On top of having faith in the staff, visitors have to trust the other women who are watching movies in the community room or coming to the center to get sterile syringes. Previous studies show that social cohesion among female sex workers is typically low, but staff members say that the center has helped create new relationships among the women by providing a safe place to talk and bond through activities like dancing or reading together.

“There’s a powerful resilience in this building. We teach each other how to be strong and take those baby steps forward.”

For Alyn, who has been frequenting the SPARC Center since July, the women that she’s met there have done more than become her friends—they’ve kept her in recovery.
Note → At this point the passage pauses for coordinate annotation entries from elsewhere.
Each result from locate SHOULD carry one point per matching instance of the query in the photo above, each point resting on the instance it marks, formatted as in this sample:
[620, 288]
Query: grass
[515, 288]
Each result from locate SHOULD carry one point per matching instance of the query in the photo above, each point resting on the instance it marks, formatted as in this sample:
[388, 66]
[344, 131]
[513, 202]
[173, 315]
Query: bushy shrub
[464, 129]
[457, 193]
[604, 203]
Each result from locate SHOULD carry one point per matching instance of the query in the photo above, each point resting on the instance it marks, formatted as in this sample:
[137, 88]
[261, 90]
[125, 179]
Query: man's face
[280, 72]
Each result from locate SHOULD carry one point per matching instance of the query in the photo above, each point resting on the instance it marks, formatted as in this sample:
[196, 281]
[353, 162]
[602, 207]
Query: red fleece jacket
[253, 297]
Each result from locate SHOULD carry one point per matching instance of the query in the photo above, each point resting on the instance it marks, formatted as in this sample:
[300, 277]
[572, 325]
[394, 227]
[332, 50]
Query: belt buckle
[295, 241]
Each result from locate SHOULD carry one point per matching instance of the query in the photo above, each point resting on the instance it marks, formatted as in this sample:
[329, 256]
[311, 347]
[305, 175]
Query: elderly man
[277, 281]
She was in drug treatment at the Tuerk House addiction treatment center in West Baltimore when she first heard about SPARC. The day after she was released from treatment, she headed straight to Pigtown, and since then, she’s visited almost every day to meet up with friends and participate in weekly activities.

“It gives me a sense of family,” Alyn says. “We help each other through rough patches, and just coming around and socializing every day has helped me stay on track.”
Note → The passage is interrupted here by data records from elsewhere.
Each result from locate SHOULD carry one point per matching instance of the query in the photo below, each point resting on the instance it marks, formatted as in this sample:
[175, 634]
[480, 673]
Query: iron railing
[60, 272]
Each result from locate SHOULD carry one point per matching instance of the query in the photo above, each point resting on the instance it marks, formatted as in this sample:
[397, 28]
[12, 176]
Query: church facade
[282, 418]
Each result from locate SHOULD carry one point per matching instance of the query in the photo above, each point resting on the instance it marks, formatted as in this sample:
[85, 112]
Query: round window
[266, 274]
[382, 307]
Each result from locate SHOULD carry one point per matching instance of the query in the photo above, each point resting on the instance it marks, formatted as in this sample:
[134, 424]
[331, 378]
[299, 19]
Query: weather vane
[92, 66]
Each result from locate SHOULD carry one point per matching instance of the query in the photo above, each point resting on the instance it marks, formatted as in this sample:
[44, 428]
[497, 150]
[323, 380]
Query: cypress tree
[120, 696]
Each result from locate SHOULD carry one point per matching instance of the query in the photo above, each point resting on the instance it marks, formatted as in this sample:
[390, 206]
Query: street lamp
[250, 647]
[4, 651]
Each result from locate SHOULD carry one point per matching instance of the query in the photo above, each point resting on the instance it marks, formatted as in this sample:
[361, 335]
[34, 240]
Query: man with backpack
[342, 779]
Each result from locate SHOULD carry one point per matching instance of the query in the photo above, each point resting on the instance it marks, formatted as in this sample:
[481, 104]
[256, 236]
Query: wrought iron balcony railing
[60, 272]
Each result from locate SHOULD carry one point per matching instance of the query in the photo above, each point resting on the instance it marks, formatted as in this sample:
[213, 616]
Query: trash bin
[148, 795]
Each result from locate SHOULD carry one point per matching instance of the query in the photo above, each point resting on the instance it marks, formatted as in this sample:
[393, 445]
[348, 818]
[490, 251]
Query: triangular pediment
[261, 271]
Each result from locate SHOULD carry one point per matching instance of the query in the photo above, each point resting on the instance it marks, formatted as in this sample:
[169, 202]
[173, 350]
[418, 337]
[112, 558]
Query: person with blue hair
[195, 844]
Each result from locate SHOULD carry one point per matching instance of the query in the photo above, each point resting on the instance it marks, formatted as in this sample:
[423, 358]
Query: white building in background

As the center continues to grow to keep up with the needs of visitors, Sherman is also monitoring its progress as part of a larger study, dubbed “EMERALD,” examining whether sex workers who have access to SPARC have better outcomes than those who don’t live or work in the area. The new study will track the behavior of 385 women through 2022 to evaluate the center’s impact in South Baltimore with regard to HIV and STI rates, as well as social outcomes such as cohesion and empowerment.
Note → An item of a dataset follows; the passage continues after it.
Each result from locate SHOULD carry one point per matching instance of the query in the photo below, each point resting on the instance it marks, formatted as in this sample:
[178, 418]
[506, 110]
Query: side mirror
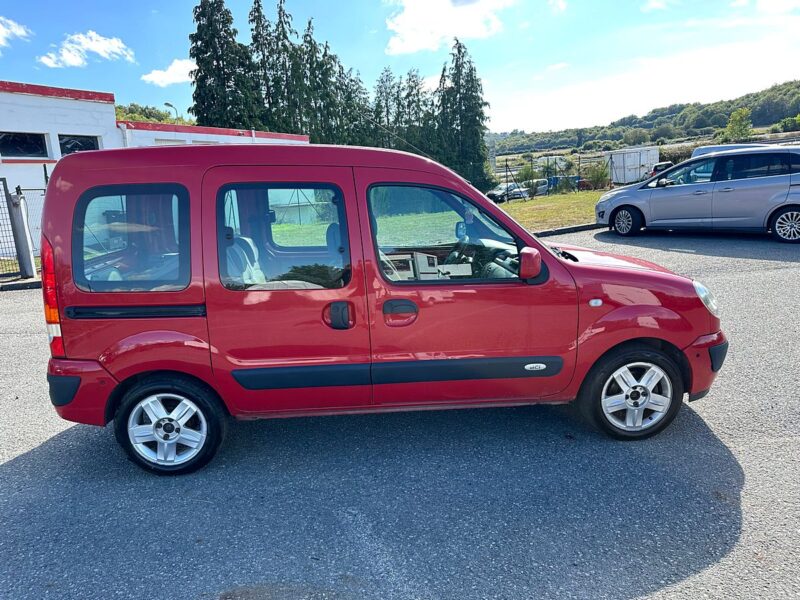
[530, 263]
As was the case with her previous research, Sherman hopes that the results from both SAPPHIRE and the new study, as well as testimony from SPARC visitors, will help move the political needle on issues such as decriminalization of sex work, a topic that has recently gained national traction. “You can’t come into this neutral; there’s a lot not to be neutral about,” Sherman says. “All the research that I’ve done is from the point of advocacy work, because the scientific rigor is meant to provide the evidence needed to make change.”

In the meantime, the SPARC team will continue their work, making a difference in the lives of women like Cecile, who hasn't used in more than a year, and Alyn, who plans to marry her partner of 11 years this September. “There’s a powerful resilience in this building,” Riegger says. “We teach each other how to be strong and take those baby steps forward.”

n a cold Friday in December, Alyn spent the morning in her South Baltimore kitchen making some of her favorite foods—fried chicken wings, vegetable pasta, and tuna pasta. Later that day, she brought the dishes, along with some colorful streamers and a banner, to the SPARC Center, where everyone —strangers, friends, staff members—gathered for her 53rd birthday party.

She wanted to start her next year surrounded by her true family, the women that make her feel lucky and proud to be alive. After all, it’s thanks in part to their support that she’s not only remained substance-free, but also found a new purpose in life—helping women who are struggling with familiar problems. This winter, she started taking courses to receive her peer recovery certification, and will begin classes later this year to become a community health worker.

That afternoon, the group spent a few hours laughing, dancing, and taking photos in the community room before cutting into dessert—a sheet cake with a picture of Alyn and some of her favorite SPARC staffers emblazoned in icing. “I feel like I can live again,” Alyn says, beaming. “I want to be a light in all of this darkness—that idea has given me something to live for.”